There's a reason most tourists to England stick to the country's cities and don't visit some of its most spectacular scenery: It's not easy to get to rural places anymore.
Until the 1960s, many places in Great Britain, even the most sheep-filled and somnambulant villages, were served by some sort of train service, breathing life into every corner of the nation.
But that changed in 1963, when Richard Beeching, a railway honcho who valued cash returns above rural infrastructure, called for the removal of one-third of the country's train stops, or 7,000 stations. At the time, the railway was viewed not as an essential network that knit the nation together but as a dirty, futureless vestige of Victorian technology that ought to turn a profit. (Sound familiar?)
In the chop-happy railway reforms that followed, one of the many precious places to get cut off from national circulation was Okehampton, a lost-in-time village in the southwestern English county of Devon, a place considered by many to be, along with neighboring Cornwall, one of England's most rugged and romantic corners.

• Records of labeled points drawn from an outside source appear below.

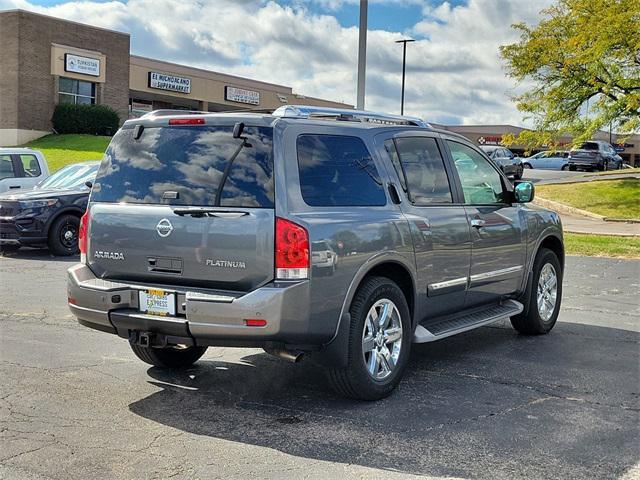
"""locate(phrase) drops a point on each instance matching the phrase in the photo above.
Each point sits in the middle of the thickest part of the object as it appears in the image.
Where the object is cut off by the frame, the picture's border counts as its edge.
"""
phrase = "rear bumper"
(204, 317)
(20, 232)
(585, 163)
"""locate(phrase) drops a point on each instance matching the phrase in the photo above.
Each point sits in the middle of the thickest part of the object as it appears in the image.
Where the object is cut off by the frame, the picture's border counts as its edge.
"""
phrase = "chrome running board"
(451, 325)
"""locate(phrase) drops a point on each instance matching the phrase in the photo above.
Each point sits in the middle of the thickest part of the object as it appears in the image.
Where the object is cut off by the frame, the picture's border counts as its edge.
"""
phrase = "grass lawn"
(601, 245)
(61, 150)
(611, 198)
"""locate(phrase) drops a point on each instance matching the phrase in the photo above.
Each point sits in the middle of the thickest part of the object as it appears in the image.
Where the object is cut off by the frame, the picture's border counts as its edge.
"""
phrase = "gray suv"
(342, 235)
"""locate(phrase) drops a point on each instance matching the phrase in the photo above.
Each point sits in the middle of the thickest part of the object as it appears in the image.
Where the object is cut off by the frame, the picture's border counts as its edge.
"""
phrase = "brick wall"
(9, 70)
(37, 87)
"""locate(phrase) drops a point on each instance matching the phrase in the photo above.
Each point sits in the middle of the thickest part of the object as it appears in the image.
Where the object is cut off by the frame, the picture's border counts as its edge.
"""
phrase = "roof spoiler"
(344, 114)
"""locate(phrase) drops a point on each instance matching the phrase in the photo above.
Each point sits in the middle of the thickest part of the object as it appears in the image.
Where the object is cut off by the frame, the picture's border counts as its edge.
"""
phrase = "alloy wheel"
(547, 291)
(382, 339)
(69, 235)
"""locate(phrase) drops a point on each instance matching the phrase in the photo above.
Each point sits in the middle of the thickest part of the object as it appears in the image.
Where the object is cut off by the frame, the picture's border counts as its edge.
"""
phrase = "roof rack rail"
(305, 111)
(165, 112)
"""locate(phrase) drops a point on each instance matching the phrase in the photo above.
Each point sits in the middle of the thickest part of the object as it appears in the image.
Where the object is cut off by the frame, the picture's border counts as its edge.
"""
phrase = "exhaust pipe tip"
(292, 356)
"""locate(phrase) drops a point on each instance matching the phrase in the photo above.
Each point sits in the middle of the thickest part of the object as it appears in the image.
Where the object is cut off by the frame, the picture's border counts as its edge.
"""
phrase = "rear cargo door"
(185, 205)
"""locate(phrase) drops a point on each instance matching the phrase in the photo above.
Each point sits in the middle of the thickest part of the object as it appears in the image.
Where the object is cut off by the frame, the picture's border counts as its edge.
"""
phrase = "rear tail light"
(83, 237)
(186, 121)
(292, 251)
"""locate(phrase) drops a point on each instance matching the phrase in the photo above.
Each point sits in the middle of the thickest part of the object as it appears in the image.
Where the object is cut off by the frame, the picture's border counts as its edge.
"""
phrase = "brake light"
(292, 251)
(83, 237)
(186, 121)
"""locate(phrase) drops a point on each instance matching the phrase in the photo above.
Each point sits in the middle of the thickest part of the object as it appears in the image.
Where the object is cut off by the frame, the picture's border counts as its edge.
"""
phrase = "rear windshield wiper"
(207, 212)
(238, 128)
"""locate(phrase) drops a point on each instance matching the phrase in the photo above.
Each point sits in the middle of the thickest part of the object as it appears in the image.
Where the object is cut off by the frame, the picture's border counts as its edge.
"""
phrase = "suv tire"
(355, 381)
(542, 297)
(169, 357)
(63, 235)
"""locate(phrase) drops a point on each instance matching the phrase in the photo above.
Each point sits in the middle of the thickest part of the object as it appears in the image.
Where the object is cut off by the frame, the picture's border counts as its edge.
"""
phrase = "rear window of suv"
(338, 170)
(186, 165)
(589, 146)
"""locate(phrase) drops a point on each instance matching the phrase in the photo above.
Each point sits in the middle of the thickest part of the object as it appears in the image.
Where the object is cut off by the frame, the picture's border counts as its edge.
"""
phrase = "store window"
(76, 91)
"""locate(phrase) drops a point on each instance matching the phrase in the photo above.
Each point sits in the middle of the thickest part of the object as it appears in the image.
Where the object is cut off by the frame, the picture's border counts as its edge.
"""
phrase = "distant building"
(629, 150)
(46, 61)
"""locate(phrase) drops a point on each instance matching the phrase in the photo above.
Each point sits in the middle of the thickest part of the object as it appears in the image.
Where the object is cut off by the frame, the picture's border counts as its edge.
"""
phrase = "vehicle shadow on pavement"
(564, 405)
(39, 254)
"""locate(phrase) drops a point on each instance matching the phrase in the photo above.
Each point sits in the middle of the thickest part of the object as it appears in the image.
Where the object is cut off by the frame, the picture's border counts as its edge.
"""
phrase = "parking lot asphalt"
(76, 404)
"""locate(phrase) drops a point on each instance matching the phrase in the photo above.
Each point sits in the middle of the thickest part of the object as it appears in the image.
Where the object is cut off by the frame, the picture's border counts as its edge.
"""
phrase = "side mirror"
(523, 192)
(238, 128)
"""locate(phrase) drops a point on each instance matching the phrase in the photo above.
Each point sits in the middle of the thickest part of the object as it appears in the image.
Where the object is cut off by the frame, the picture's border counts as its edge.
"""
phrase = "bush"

In the medieval era, Okehampton thrived on the wool trade, partly in thanks to the rambling and rocky moorlands a few minutes' walk south of the town limits. Since 1951, those sheep-rearing grounds have been preserved as the 368-square-mile Dartmoor National Park.

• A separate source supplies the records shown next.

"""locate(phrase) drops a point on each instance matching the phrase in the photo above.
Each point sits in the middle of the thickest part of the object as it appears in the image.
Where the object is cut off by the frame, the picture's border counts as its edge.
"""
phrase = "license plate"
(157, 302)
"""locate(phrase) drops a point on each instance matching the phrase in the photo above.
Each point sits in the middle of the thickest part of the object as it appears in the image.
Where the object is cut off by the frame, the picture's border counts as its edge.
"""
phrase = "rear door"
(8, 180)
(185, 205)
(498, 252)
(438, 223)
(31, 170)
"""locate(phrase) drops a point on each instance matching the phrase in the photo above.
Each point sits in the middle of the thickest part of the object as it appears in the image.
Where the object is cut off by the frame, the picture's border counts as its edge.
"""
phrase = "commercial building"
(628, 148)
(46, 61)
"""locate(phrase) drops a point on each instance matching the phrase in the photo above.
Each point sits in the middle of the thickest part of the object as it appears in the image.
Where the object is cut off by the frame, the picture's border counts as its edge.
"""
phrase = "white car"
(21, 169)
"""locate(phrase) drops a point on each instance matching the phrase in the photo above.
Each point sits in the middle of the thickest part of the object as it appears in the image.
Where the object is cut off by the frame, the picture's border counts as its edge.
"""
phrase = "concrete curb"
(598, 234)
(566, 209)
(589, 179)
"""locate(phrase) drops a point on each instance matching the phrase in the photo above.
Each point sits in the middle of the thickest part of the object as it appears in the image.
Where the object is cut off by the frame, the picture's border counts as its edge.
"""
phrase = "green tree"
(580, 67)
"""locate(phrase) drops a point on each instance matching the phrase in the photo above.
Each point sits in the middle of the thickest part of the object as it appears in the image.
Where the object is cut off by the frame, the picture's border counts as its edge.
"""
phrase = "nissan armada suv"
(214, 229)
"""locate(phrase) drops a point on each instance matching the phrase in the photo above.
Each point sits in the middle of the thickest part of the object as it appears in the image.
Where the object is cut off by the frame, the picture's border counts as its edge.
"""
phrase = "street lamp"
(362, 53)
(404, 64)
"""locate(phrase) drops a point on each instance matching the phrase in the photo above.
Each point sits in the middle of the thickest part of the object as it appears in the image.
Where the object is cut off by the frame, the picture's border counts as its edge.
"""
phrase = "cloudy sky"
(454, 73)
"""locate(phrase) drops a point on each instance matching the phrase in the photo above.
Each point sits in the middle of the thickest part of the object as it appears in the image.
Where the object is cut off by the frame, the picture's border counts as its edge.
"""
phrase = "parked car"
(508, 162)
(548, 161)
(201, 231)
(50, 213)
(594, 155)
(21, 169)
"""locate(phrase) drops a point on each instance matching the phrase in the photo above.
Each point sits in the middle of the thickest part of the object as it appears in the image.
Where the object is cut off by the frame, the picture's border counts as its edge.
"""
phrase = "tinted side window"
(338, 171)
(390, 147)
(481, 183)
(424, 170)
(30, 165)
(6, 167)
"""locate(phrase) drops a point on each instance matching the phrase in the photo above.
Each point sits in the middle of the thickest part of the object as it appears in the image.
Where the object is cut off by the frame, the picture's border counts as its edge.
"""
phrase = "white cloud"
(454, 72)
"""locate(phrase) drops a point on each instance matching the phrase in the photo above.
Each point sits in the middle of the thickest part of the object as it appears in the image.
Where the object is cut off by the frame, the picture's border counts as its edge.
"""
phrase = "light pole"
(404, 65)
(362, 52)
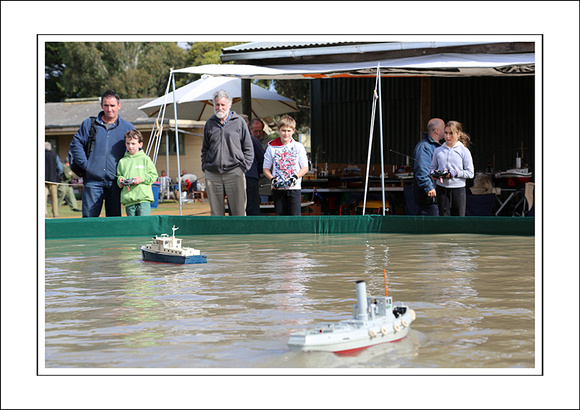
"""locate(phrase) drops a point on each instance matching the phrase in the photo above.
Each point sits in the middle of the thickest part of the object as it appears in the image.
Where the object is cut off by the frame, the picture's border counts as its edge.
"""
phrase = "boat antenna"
(385, 275)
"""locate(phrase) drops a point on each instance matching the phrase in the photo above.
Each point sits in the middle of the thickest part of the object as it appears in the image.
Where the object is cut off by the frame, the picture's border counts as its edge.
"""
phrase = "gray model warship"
(168, 249)
(375, 320)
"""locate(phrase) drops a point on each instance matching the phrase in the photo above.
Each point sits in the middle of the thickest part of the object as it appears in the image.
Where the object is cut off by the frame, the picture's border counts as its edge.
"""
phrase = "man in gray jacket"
(226, 154)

The last train rolled out of Okehampton in 1972, taking with it any tourist's hopes of seeing the town and Dartmoor without having access to a motor vehicle.
Which is a shame because, according to The Guardian, Dartmoor is the only place in England where it's explicitly legal to show up and pitch a tent wherever you please—an activity known locally as "wild camping" (because the rural English can make just about anything sound adorable and worth cherishing).
Everywhere else in the country, travelers may only camp at designated, registered campgrounds alongside other campers.
As of November 20, though, history will reverse itself—and campers will run free.
Thanks to an initiative by the British Restoring Your Railway Fund, trains to Okehampton will resume for the first time in nearly 50 years, enabling tourists with nothing but a train ticket and a dream to get to Dartmoor National Park—and camp with defiant liberty, if they want.
(Credit: AnyaWhy / Shutterstock)
Okehamptonites have long pined for the restoration of passenger rail service. The original route lasted nearly a century, having debuted in October 1871. In the years since the 1972 closure, locals had refused to demolish their old train station. They had instead stubbornly preserved the depot by turning it into a café and visitor center.
The railway's old cargo shed was converted into a YHA hostel, which is now conveniently ready to host passengers from London and points beyond as they return by rail for the first time in half a century.
The restored daily passenger service, which returns a little more than 150 years after it first debuted, goes back and forth between Okehampton and Exeter (Exeter Central) in 40 minutes with a stop in the teeny town of Crediton along the way. (Trains to Exeter from London depart from Paddington station and take about two and a half hours.)
In addition to the rare and unique ability to camp in the English wilderness, Devon offers a few other appealing claims to fame apart from its natural beauty. It was the home of TV's fictional Fawlty Towers hotel and the actual home of Plymouth, the last port the Pilgrims touched before arriving in present-day North America. Today, visitors to the English city can tour the world-famous Plymouth Gin Distillery.